Plus de 5 milliards $ à trouver en sus du Plan de retour à l'équilibre budgétaire déjà présenté. Le gouvernement parle, pudiquement, de «mesures additionnelles à identifier». C'est énorme, de l'avis de tous.
En dressant le portrait de la situation économique et financière, hier, le ministre des Finances, Raymond Bachand, a même utilisé le mot compression. Un terme repris par la suite par la présidente du Conseil du trésor, Monique Gagnon-Tremblay. Tous deux l'évitaient jusqu'ici.
Le plan de retour à l'équilibre budgétaire prévoit déjà une réduction de la croissance des dépenses de 4,6 % à 3,2 %. Un «effort» de 869 millions $ pour la prochaine année et de près de 4 milliards $ d'ici quatre ans. Un vrai «défi», a convenu le ministre des Finances ; comparable à la moitié de ce qu'a dû affronter le gouvernement Bouchard il y a 10 ans pour rééquilibrer les comptes publics.
Le plan prévoit aussi une hausse de la TVQ de 7,5 % à 8,5 % à compter de janvier 2011, ainsi que l'intensification de la lutte contre l'évasion fiscale et l'évitement fiscal.
La mise à jour économique et financière annonce-t-elle une confrontation avec les syndicats? «Les Québécois peuvent voir les chiffres», a répondu M. Bachand. Une réponse plus significative que sibylline dans les circonstances.
Pommes et oranges
«Quand on se regarde, on se désole; quand on se compare, on se console», a répété M. Bachand, en comparant la situation du Québec à celle de l'Ontario et de la plupart des économies avancées.
Au Québec, le déficit prévu pour l'année en cours est passé de 3,9 milliards $ à 4,7 milliards $. En Ontario, il est passé de 14 à 25 milliards $.
Le ministre mélange des «pommes et des oranges», a dénoncé le péquiste Nicolas Marceau. Il souligne que les dépenses en infrastructures sont comprises dans le déficit de l'Ontario, ce qui n'est pas le cas au Québec.

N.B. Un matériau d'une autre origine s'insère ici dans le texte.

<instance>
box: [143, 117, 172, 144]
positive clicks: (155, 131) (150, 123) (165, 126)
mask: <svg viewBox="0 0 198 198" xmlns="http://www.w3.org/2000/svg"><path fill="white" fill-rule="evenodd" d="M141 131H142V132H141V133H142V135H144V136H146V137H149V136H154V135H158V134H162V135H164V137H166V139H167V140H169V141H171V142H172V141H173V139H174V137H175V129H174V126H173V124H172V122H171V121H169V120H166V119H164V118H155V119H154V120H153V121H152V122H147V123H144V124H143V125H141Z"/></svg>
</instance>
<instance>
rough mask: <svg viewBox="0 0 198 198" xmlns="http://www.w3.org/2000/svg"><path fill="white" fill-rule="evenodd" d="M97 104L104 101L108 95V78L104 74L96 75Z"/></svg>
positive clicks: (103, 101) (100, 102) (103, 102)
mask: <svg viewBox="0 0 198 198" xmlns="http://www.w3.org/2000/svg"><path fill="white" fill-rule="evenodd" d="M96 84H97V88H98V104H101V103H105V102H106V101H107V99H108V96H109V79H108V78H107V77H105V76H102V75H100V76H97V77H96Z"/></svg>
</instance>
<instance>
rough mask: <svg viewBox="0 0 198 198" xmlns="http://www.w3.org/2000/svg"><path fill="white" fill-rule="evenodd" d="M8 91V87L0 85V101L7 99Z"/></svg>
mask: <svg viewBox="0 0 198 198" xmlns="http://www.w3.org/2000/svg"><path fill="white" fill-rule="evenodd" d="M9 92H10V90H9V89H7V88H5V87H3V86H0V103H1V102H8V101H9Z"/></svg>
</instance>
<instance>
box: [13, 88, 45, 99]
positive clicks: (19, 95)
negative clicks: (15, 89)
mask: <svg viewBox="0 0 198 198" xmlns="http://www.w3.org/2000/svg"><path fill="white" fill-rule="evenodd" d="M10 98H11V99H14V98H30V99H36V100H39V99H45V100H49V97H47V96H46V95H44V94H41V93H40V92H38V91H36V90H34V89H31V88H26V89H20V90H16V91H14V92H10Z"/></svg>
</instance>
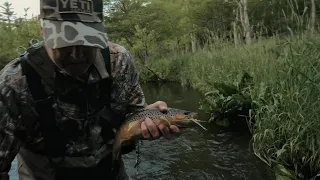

Pour l'adéquiste François Bonnardel, la dette publique québécoise est devenue «abyssale», «comme on le voit sur le site de l'IEDM», l'Institut économique de Montréal. Il invite Québec à présenter un plan de réduction des dépenses, mais sans s'avancer lui-même.
Les documents du gouvernement indiquent que Québec consacre actuellement près de 10 cents par dollar de revenu au paiement des intérêts sur la dette. En 2013-2014, ce sera près de 14 cents.
Dans l'opposition, seul le solidaire Amir Khadir a salué l'approche jusqu'ici mesurée du gouvernement. Mais «s'attaquer aux services publics serait la pire des erreurs», prévient-il.
«Dérisoire»
À la CSN, Claudette Carbonneau se dit d'accord avec la bonification annoncée de 800 millions $ du programme Renfort. Comme ses partenaires du Front commun représentant 475 000 employés du secteur public, elle estime par ailleurs que la performance du Québec est «enviable» dans les circonstances.
«On est loin de la catastrophe appréhendée», a noté Réjean Parent, au nom du Secrétariat intersyndical des services publics.
Pour Mme Carbonneau, les syndiqués du secteur public n'ont pas «à faire les frais de la crise». Elle remarque qu'Ottawa doit 2,6 milliards $ au Québec au titre de l'harmonisation de la TPS et de la TVQ.
Elle juge «en deçà» de tout et «dérisoire» le scénario rapporté récemment par Le Soleil sur les offres que Québec pourrait consentir aux salariés de l'État. Ce scénario tablait sur un gel salarial la première année, et des hausses de 0,5 % la deuxième et la troisième année du prochain contrat de travail.